Усам Милоу не везло — никак не удавалось ровно подстричь обе их половинки. Усы напоминали неспаренные глаза Милоу, которые не могли одновременно смотреть на один и тот же предмет. Милоу видел больше, чем видело большинство людей, но не слишком отчетливо. Если на известие о визите контрразведчика Милоу реагировал весьма бурно, то сообщение Йоссариана о том, что полковник Кэткарт увеличил норму боевых вылетов до пятидесяти пяти, он воспринял исключительно спокойно, и мужественно.
–- Что ж, мы на войне, — сказал он. — И нечего жаловаться на количество боевых заданий. Если полковник говорит, что мы обязаны налетать пятьдесят пять боевых заданий, значит, мы обязаны это сделать.
–- Ну а я не обязан, — твердо заявил Йоссариан. — Пойду поговорю с майором Майором.
–- Как это вам удастся? Майор Майор никого не принимает.
–- Ну тогда я снова лягу в госпиталь.
–- Вы только вышли из госпиталя, каких-нибудь десять дней назад, -с упреком напомнил ему Милоу. — Нельзя же убегать в госпиталь всякий раз, когда вам что-то не нравится. Нет-нет, наш долг — выполнять боевые задания. И это самое лучшее, что мы можем сделать.

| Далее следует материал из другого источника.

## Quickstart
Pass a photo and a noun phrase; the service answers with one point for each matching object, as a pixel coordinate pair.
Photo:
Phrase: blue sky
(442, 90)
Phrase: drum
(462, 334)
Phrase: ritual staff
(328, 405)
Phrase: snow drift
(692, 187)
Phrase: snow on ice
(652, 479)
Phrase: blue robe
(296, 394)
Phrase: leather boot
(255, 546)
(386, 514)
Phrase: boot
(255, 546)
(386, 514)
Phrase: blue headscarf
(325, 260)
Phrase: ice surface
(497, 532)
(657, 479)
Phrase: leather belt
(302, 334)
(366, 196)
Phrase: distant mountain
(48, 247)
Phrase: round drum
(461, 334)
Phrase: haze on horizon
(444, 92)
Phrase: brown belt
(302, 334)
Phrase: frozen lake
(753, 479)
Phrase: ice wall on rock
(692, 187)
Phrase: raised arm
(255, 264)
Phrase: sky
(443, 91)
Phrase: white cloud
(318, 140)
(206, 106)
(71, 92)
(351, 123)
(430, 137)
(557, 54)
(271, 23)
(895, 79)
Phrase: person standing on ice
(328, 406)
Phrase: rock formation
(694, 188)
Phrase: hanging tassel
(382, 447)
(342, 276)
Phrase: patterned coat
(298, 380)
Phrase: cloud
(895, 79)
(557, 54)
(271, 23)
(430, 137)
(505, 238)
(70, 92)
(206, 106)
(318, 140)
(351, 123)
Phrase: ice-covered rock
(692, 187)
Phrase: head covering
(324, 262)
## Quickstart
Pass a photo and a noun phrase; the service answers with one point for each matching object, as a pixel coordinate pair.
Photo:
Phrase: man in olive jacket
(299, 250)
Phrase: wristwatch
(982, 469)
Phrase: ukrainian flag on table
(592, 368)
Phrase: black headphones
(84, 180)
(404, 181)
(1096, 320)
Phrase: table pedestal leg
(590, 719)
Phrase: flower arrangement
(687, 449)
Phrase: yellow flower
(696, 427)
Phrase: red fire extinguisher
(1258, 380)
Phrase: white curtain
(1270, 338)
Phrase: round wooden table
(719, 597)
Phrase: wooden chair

В тот день, когда у Макуотта украли простыню, Милоу, человек с неподкупной совестью, не возводил себе взять даже взаимообразно коробку с фишками из офицерской столовой: ведь продовольственные запасы столовой это собственность правительства Соединенных Штатов.
–- Но я могу взять в долг коробку с финиками у вас, пояснил он Йоссариану, — поскольку все эти фрукты принадлежат вам, раз вы получаете их от меня по записке доктора Денники. Вы можете делать с ними все,что угодно, даже продать их с большой выгодой, вместо того чтобы раздавать их задаром.Может быть, будем действовать сообща?
–- Нет, не будем.
Милоу не решился настаивать.
–- Тогда одолжите мне коробку фиников, — попросил он. — Я верну. Клянусь: верну, и даже с небольшими процентами.
Милоу сдержал слово и, вернувшись с нераспечатанной коробкой фиников и хихикающим воришкой, который стянул простыню из палатки Макуотта, вручил Йоссариану четверть желтой простыни Макуотта. Теперь этот кусок простыни переходил в собственность Йоссариана. Он заработал его не ударив палец о палец, хотя и не понимал, каким образом это получилось. Макуотт тоже ровным счетом ничего не понял.
–- Это еще что такое?! — закричал Макуотт, озадаченно уставясь на половину простыни.
–- Это половина простыни, которую украли сегодня утром из вашей палатки, — объяснил Милоу. — Готов биться об заклад, что вы даже не заметили пропажи.
– Кому могла понадобиться половина простыни? — спросил Йоссариан.
–- Вы не понимаете! — взволнованно запротестовал Милоу. — Он украл целую простыню, а я возвращаю ее обратно с коробкой фиников, которые были вашим вкладом в торговую операцию. Вот почему четверть простыни ваша. Вы получили очень недурственную прибыль на вложенный капитал, особенно если принять во внимание, что вам возвращены все ваши финики до одного.